Bewertung:

Die Rezensionen zu „Die drei Tode der Willa Stannard“ von Kate Robards weisen darauf hin, dass es sich um einen fesselnden Debütroman handelt, in dem es um den Tod einer Journalistin und die Suche ihrer Schwester nach der Wahrheit geht. Die Geschichte wird aus mehreren Perspektiven erzählt und enthält verschiedene Wendungen, die den Leser durchweg fesseln. Auch wenn einige das Tempo manchmal als zu langsam empfanden, war die Resonanz insgesamt positiv und hob die fesselnde Handlung und die überraschenden Elemente hervor.
Vorteile:⬤ Für einen Debütroman fesselnd und gut geschrieben.
⬤ Fesselnde Handlung mit unerwarteten Wendungen.
⬤ Die doppelte Perspektive verbessert die Entwicklung der Charaktere.
⬤ Fesselnder Krimi, der die Leser fesselt.
⬤ Starker erzählerischer Schwung und fesselnde Atmosphäre.
⬤ Einigen Lesern fehlte es an Charakterentwicklung, insbesondere bei Sawyer.
⬤ Das Tempo kann sich teilweise in die Länge ziehen, besonders in der Mitte des Buches.
⬤ Bestimmte Wendungen waren für einige Rezensenten vorhersehbar, was die Spannung minderte.
⬤ Sensible Themen, einschließlich Selbstmord und Missbrauch, können für einige Leser auslösend sein.

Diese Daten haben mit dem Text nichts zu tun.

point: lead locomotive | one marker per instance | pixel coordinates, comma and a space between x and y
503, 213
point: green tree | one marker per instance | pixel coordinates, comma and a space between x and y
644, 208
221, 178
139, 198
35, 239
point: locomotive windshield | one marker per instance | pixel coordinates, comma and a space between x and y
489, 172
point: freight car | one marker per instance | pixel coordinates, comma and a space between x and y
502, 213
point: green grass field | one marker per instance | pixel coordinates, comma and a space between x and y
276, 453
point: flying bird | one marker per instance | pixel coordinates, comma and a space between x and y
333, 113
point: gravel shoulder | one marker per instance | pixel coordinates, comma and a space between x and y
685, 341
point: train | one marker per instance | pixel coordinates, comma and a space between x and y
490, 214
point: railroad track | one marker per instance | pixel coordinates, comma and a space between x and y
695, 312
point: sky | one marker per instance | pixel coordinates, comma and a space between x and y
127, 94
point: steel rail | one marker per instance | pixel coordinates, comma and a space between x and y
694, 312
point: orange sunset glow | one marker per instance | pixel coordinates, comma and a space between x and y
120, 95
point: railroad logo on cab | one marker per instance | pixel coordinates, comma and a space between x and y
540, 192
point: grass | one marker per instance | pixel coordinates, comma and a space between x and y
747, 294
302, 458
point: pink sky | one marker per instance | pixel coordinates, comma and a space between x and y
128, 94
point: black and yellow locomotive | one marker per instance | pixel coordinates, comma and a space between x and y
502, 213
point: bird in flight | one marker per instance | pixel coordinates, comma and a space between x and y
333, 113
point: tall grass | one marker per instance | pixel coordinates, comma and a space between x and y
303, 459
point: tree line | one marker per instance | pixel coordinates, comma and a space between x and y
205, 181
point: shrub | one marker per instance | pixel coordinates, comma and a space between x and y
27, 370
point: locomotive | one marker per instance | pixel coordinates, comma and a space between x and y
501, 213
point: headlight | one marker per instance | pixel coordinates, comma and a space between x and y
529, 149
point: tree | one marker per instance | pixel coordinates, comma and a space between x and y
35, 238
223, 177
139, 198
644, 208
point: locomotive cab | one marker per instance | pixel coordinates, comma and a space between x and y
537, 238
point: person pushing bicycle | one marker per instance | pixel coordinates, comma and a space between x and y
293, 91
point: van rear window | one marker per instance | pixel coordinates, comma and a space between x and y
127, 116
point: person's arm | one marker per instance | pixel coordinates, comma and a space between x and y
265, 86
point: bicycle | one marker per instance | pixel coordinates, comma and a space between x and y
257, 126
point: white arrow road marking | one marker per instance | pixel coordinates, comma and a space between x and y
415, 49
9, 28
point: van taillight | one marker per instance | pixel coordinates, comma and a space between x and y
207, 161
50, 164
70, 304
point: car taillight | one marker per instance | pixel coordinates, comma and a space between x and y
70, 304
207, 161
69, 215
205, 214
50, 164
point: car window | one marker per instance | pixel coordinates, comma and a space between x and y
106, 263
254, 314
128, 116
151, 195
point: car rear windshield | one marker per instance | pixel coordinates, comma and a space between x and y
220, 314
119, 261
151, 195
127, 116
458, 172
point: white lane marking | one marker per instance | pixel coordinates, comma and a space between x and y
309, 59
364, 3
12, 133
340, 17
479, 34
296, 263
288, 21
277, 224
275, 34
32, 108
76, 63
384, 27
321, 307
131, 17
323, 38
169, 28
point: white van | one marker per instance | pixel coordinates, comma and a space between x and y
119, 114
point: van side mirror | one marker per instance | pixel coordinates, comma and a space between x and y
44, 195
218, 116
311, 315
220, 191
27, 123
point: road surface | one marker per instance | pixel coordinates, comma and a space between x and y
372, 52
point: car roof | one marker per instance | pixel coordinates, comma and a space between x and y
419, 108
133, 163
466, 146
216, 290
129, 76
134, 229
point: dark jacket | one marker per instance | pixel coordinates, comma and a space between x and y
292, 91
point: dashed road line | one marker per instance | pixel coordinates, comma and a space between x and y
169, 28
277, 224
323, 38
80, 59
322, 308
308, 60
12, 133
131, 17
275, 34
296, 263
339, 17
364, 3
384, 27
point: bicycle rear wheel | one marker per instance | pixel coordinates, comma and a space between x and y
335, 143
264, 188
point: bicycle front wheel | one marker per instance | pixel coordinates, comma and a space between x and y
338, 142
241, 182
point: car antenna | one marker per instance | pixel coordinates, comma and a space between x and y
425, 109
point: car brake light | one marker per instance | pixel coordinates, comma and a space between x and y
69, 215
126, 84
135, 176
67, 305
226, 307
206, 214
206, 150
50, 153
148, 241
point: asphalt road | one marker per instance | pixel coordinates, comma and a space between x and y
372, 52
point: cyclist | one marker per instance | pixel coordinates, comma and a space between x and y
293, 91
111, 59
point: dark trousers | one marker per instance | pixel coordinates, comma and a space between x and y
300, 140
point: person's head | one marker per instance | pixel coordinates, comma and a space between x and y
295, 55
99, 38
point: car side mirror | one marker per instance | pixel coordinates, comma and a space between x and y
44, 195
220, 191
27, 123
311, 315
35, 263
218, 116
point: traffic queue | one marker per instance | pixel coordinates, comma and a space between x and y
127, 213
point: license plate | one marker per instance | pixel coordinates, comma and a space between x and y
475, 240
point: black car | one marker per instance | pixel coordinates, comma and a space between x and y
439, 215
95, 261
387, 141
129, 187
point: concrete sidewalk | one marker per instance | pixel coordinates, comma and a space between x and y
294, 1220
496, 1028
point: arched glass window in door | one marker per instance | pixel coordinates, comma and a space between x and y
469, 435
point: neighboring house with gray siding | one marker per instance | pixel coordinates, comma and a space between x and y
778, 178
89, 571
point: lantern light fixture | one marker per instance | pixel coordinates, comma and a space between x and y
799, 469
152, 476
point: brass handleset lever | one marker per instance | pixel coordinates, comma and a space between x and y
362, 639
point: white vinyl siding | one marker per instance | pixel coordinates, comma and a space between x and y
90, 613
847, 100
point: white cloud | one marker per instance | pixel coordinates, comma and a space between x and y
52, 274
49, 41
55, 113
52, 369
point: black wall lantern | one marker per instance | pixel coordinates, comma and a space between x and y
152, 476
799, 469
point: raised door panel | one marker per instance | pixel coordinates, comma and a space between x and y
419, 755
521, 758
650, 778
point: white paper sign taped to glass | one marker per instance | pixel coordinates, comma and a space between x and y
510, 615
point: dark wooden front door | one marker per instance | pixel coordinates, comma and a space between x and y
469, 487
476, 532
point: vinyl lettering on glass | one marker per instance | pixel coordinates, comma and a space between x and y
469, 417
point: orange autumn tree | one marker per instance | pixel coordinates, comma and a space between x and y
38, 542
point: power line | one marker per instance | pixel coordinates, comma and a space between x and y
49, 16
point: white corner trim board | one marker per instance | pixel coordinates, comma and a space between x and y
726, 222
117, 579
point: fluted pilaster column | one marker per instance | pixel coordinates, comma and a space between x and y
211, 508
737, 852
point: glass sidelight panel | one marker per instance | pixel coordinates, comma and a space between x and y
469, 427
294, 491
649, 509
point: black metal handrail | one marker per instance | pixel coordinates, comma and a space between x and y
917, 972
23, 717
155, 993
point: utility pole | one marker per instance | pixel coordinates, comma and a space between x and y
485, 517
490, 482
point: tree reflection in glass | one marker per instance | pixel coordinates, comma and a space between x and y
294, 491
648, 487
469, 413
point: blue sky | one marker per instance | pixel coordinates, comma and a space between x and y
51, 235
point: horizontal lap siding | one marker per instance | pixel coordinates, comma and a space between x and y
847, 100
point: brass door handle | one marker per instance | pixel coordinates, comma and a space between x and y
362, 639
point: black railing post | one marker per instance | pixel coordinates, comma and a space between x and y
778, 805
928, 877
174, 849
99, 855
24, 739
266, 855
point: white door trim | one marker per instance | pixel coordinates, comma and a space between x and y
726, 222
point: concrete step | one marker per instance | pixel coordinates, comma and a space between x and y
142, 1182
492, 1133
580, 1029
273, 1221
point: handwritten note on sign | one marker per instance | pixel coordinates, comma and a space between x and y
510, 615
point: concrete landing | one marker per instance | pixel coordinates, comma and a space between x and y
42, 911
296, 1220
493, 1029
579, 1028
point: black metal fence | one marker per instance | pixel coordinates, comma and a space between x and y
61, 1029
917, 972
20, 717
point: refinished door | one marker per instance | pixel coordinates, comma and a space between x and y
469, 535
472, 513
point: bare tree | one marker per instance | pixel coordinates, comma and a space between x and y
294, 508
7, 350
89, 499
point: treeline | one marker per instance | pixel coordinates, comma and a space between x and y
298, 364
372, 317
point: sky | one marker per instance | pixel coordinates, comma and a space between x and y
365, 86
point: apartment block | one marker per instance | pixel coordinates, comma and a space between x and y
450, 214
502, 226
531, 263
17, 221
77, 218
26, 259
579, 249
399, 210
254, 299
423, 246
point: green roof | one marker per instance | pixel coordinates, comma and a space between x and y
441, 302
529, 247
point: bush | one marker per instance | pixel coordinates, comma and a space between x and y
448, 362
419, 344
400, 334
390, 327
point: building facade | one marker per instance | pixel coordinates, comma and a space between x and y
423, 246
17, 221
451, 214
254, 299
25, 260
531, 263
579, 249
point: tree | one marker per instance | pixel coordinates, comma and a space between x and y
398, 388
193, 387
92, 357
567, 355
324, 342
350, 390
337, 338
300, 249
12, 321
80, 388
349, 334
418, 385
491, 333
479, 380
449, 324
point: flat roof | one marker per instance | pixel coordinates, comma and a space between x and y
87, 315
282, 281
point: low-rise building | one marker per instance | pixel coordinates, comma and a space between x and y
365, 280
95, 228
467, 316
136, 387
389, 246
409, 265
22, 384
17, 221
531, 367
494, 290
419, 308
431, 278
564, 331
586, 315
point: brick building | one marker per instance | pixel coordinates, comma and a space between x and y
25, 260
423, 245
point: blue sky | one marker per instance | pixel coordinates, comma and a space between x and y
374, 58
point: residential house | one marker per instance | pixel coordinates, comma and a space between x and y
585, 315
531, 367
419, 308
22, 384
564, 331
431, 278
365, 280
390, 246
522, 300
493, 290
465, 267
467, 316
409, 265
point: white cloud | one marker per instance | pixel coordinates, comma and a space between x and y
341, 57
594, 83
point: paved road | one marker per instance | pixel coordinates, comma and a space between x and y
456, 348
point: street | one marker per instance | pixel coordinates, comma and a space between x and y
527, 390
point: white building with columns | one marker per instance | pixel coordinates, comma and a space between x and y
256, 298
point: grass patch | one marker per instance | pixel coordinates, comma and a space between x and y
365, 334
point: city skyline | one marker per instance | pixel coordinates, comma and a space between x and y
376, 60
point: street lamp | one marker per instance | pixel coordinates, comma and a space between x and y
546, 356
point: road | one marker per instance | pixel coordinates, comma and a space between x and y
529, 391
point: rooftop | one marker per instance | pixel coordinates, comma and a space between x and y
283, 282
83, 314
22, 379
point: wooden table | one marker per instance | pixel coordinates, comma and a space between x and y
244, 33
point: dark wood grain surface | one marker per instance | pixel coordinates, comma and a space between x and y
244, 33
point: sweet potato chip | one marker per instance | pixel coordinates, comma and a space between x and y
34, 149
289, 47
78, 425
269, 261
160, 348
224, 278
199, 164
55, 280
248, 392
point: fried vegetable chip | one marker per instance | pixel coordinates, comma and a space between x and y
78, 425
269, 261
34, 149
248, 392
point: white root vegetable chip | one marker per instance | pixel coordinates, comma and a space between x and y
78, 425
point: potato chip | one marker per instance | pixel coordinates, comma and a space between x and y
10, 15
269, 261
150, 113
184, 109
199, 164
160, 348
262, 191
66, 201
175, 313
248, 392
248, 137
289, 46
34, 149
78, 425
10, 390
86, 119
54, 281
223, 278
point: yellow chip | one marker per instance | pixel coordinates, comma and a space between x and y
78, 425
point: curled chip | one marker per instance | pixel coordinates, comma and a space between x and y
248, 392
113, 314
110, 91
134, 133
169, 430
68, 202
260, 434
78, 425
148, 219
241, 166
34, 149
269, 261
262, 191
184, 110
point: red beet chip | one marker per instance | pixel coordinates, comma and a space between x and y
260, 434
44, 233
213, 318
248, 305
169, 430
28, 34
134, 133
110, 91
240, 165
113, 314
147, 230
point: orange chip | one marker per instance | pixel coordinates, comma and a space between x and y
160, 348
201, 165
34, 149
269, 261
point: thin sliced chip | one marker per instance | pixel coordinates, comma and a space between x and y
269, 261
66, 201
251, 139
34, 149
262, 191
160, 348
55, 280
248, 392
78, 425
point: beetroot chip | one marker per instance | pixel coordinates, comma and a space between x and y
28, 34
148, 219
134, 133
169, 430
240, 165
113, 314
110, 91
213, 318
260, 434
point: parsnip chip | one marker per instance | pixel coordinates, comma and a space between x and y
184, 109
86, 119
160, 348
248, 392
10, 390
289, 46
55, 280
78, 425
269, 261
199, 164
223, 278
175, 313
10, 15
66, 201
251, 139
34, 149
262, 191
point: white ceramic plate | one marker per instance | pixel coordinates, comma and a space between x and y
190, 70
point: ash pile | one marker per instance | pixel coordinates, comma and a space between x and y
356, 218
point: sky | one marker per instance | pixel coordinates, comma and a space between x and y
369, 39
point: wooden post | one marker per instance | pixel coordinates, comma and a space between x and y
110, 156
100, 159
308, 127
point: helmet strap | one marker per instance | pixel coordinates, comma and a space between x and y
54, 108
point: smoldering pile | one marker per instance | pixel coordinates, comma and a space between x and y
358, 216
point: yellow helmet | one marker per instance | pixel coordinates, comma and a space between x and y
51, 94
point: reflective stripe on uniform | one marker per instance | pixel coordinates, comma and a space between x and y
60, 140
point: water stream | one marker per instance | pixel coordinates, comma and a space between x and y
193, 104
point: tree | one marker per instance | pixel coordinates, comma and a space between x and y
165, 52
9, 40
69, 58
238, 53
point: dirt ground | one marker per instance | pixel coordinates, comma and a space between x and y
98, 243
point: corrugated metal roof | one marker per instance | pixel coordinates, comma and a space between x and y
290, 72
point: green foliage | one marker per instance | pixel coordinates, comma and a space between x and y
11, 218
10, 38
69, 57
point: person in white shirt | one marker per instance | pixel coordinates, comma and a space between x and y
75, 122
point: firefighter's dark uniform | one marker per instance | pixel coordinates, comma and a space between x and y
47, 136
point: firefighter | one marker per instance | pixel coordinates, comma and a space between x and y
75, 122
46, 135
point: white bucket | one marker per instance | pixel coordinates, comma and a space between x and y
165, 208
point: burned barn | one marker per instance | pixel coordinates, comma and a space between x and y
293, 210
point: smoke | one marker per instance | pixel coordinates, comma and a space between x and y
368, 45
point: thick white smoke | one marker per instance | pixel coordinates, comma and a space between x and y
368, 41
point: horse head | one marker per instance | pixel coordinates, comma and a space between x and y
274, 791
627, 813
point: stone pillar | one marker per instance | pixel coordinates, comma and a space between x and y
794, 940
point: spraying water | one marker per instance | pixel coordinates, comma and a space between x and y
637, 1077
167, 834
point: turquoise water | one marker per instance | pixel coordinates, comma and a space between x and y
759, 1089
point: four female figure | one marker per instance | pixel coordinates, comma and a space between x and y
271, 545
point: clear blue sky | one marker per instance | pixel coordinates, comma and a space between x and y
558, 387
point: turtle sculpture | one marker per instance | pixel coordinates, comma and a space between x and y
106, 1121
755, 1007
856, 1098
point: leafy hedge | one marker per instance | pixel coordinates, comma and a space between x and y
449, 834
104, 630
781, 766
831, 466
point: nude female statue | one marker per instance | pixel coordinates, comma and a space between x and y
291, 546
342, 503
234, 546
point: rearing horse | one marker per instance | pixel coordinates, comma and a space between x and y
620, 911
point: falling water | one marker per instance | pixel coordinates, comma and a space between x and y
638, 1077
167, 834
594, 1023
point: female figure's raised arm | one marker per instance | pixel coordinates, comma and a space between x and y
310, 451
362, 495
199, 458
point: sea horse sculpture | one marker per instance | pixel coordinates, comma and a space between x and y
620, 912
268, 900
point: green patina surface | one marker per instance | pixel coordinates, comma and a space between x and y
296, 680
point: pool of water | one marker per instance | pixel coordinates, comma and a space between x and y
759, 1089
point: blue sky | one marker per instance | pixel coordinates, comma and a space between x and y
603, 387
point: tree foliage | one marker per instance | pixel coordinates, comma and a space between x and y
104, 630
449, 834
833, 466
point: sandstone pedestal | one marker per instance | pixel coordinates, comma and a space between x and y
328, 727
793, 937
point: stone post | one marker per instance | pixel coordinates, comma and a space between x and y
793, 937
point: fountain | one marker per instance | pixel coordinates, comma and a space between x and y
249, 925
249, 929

(basierend auf 32 Leserbewertungen)
The Three Deaths of Willa Stannard: A Thriller
Ein vermisstes Kind, die Geheimnisse einer Kleinstadt und ein verzweifelter Mörder bilden die Kulisse für einen düsteren Debütroman, der die Leser noch lange nach der letzten Seite verfolgen wird. Perfekt für Fans von Julia Heaberlin und Chevy Stevens.
Nicht, dass sie sich in den letzten Jahren besonders nahe gestanden hätten, aber die Schwestern Willa und Sawyer Stannard sind durch die Höhen und Tiefen des Lebens, das sie mit ihrer launischen, alleinerziehenden Mutter verbracht haben, miteinander verbunden. Als Willa nach einem offensichtlichen Selbstmord in ihrer Wohnung tot aufgefunden wird, weiß Sawyer, dass das nicht möglich ist. Eine kryptische Notiz der gefeierten Rundfunkjournalistin veranlasst die Polizei, ein Verbrechen auszuschließen. Erschüttert von der Trauer - und besessen von dem Gedanken, dass der Tod ihrer Schwester kein Selbstmord war - stürzt sich Sawyer in die Suche nach der Wahrheit.
Als Sawyer erfährt, dass Willa ein brisantes Buch über das jahrzehntealte Verschwinden eines Kleinkindes geschrieben hat, das eine Kleinstadt Hunderte von Meilen entfernt erschüttert hat, ist sie noch mehr davon überzeugt, dass Willas Tod verdächtig ist. Sawyer glaubt, dass er irgendwie mit den Recherchen zusammenhängt, die Willa für das Buch angestellt hat, und beginnt, die Spuren ihrer Schwester zu verfolgen, tief hinein in eine Gemeinschaft, die sie nicht einmal ansatzweise verstehen kann, und zu einer Wahrheit, die sie ebenso leicht zerstören könnte wie Willa.
Während sie die Spannung meisterhaft steigert, lässt Robards in ihrem Debütroman nie locker und sorgt dafür, dass die Leser miträtseln - und reden.